Direct Adjoint Sensitivities of Differential Equations
First Order Adjoint Sensitivities
DiffEqSensitivity.adjoint_sensitivities
— Functionadjointsensitivities(sol,alg,g,t=nothing,dg=nothing; abstol=1e-6,reltol=1e-3, checkpoints=sol.t, corfuncanalytical=nothing, callback = nothing, sensealg=InterpolatingAdjoint(), kwargs...)
Adjoint sensitivity analysis is used to find the gradient of the solution with respect to some functional of the solution. In many cases this is used in an optimization problem to return the gradient with respect to some cost function. It is equivalent to "backpropagation" or reverse-mode automatic differentiation of a differential equation.
Using adjoint_sensitivities
directly let's you do three things. One it can allow you to be more efficient, since the sensitivity calculation can be done directly on a cost function, avoiding the overhead of building the derivative of the full concretized solution. It can also allow you to be more efficient by directly controlling the forward solve that is then reversed over. Lastly, it allows one to define a continuous cost function on the continuous solution, instead of just at discrete data points.

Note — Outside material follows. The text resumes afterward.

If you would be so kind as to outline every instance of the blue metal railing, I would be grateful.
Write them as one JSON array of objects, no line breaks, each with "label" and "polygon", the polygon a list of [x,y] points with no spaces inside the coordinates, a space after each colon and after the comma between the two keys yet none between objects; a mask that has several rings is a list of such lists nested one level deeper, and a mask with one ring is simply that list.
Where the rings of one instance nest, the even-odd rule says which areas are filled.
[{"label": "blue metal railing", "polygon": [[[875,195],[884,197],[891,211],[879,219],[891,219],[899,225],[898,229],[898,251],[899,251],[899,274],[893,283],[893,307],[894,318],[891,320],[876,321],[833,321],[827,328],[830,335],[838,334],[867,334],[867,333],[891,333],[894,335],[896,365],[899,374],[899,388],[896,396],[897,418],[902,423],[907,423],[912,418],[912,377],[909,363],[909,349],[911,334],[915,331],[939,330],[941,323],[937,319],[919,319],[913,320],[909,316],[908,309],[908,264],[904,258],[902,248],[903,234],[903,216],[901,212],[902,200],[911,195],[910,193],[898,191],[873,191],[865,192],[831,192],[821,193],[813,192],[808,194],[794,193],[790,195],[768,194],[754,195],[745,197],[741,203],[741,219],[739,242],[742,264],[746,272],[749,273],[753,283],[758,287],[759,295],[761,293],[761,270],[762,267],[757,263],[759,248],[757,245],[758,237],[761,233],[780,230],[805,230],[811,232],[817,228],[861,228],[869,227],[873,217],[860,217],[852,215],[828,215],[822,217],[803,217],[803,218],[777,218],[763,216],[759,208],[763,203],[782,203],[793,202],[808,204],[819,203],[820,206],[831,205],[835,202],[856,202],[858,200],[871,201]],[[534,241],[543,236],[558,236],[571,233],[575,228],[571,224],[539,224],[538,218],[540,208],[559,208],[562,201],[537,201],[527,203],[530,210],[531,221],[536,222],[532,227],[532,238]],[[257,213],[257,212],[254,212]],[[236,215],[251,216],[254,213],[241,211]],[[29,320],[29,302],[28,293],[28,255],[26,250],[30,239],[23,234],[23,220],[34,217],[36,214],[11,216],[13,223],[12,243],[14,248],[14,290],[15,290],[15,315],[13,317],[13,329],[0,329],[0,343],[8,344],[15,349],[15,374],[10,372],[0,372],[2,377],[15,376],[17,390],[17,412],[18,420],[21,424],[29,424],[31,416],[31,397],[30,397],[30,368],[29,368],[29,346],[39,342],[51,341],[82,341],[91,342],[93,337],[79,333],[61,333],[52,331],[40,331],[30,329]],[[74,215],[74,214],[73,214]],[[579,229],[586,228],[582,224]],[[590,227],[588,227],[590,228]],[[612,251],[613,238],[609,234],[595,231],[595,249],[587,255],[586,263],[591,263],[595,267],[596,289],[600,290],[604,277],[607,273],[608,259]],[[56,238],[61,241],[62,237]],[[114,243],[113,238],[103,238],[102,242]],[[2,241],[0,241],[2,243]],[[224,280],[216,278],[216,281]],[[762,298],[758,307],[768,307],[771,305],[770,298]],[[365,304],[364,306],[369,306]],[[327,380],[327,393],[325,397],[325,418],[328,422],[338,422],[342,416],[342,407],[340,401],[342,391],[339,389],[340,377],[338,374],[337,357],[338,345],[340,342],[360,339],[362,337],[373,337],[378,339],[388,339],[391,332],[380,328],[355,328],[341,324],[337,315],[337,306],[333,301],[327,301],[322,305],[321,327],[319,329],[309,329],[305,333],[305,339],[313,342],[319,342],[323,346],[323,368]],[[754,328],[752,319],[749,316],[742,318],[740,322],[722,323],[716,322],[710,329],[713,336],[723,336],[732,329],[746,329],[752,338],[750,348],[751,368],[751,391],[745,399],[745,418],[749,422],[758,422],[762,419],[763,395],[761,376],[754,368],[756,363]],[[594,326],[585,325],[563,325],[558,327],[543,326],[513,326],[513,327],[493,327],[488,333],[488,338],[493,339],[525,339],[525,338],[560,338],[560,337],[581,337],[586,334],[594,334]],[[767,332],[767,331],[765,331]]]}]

Adjoint sensitivity analysis functionality requires being able to solve a differential equation defined by the parameter struct p
. Thus while DifferentialEquations.jl can support any parameter struct type, usage with adjoint sensitivity analysis requires that p
could be a valid type for being the initial condition u0
of an array. This means that many simple types, such as Tuple
s and NamedTuple
s, will work as parameters in normal contexts but will fail during adjoint differentiation. To work around this issue for complicated cases like nested structs, look into defining p
using AbstractArray
libraries such as RecursiveArrayTools.jl or ComponentArrays.jl so that p
is an AbstractArray
with a concrete element type.
Non-checkpointed InterpolatingAdjoint and QuadratureAdjoint sensealgs require that the forward solution sol(t)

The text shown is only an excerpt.